Schema declaration. The source node declares the schema explicitly with typed columns. This enables compile-time type checking of CXL expressions – if you write salary + name, the type checker catches the error before any data is read.

Emit statements. Each emit in the transform produces one output column. The output schema is defined entirely by the emit statements – input columns that are not emitted are dropped. This is intentional: explicit output schemas prevent accidental data leakage.

Match expressions. The match block evaluates conditions top to bottom and returns the value of the first matching arm. The _ wildcard is the default case and must appear last.

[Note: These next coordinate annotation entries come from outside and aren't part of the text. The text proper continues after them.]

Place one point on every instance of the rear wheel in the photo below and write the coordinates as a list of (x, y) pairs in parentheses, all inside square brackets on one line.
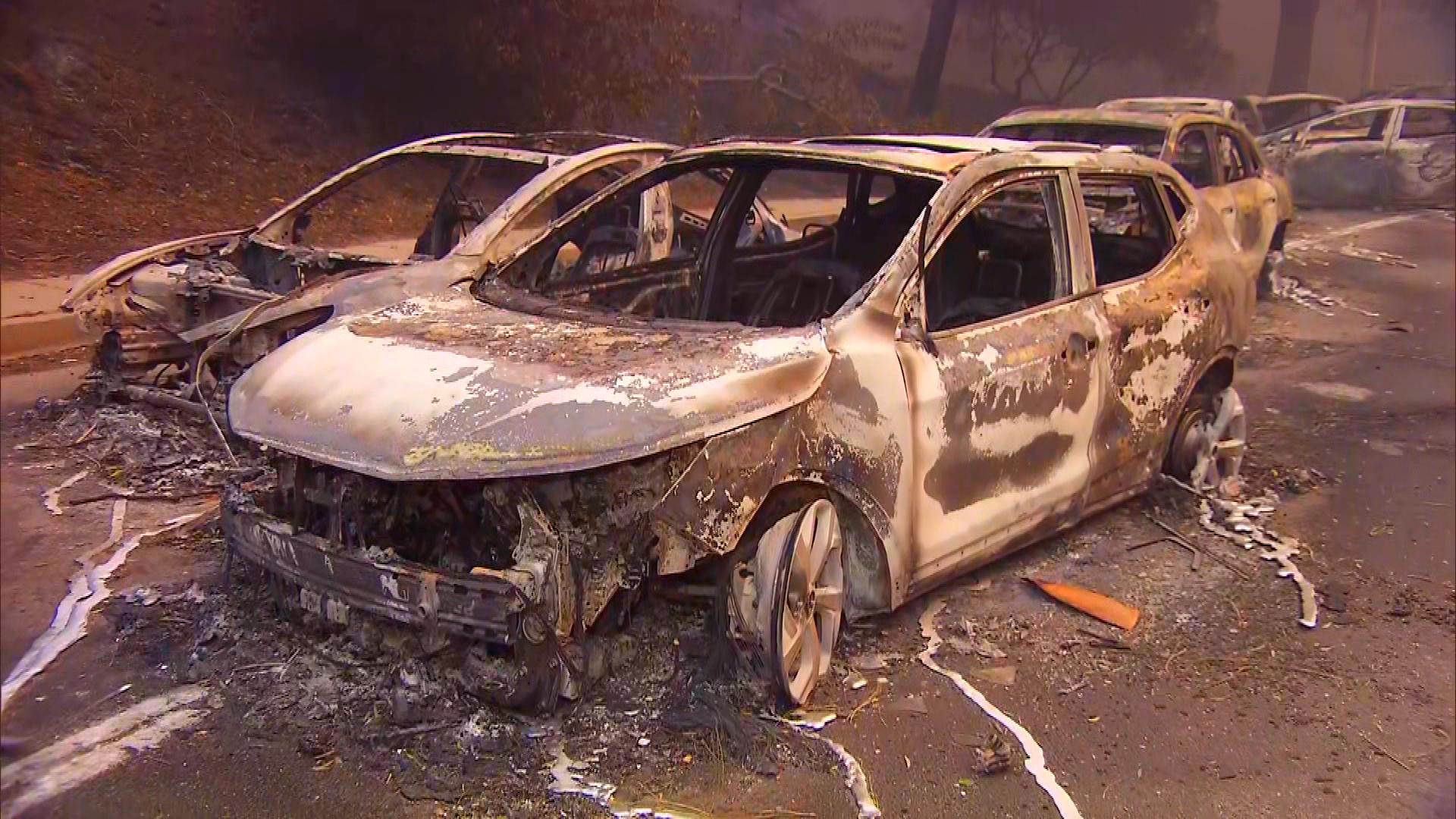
[(1270, 279)]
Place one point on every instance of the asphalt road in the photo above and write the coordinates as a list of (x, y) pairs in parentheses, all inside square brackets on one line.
[(1219, 706)]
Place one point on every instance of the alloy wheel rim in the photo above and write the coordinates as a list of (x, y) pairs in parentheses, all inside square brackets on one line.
[(813, 599)]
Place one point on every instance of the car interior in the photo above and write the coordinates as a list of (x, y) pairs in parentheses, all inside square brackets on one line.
[(1193, 158), (1130, 235), (999, 260), (804, 238)]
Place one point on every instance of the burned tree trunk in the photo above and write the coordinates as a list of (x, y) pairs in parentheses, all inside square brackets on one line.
[(1293, 46), (932, 57)]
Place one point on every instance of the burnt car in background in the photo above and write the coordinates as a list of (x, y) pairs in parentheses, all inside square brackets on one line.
[(455, 202), (951, 354), (1382, 153), (1263, 114), (1216, 155), (1445, 89)]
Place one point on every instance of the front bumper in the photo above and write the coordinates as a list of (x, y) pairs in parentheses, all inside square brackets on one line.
[(332, 585)]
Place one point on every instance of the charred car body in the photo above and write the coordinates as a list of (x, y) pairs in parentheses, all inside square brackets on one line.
[(946, 356), (455, 202), (1389, 152), (1216, 155)]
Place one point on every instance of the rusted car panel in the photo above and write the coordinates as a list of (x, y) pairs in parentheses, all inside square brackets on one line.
[(194, 290), (1397, 152), (1033, 363)]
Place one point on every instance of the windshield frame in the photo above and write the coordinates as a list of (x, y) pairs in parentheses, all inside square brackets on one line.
[(494, 289)]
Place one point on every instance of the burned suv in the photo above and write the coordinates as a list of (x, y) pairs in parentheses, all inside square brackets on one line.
[(943, 356)]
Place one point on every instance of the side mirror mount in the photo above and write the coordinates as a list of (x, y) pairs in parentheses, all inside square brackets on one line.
[(300, 226)]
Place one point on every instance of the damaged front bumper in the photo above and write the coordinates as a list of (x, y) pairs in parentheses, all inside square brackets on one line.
[(334, 585)]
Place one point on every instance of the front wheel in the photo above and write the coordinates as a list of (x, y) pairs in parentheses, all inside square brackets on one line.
[(1209, 444), (789, 598)]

Error handling. The fail_fast strategy aborts the pipeline on the first record error. For production pipelines processing dirty data, consider dead_letter_queue instead – see Error Handling & DLQ.

Variations

Filtering records

Add a filter statement to exclude records:

  - type: transform
    name: classify
    input: employees
    config:
      cxl: |
        filter salary >= 60000
        emit id = id
        emit name = name
        emit salary = salary

Records where salary < 60000 are dropped silently – they do not appear in the output or the DLQ.

Computed columns with type conversion

      cxl: |
        emit id = id
        emit name = name
        emit monthly_salary = (salary.to_float() / 12.0).round(2)
        emit salary_display = "$" + salary.to_string()

The .to_float() conversion is required because salary is declared as int and division by a float literal requires matching types.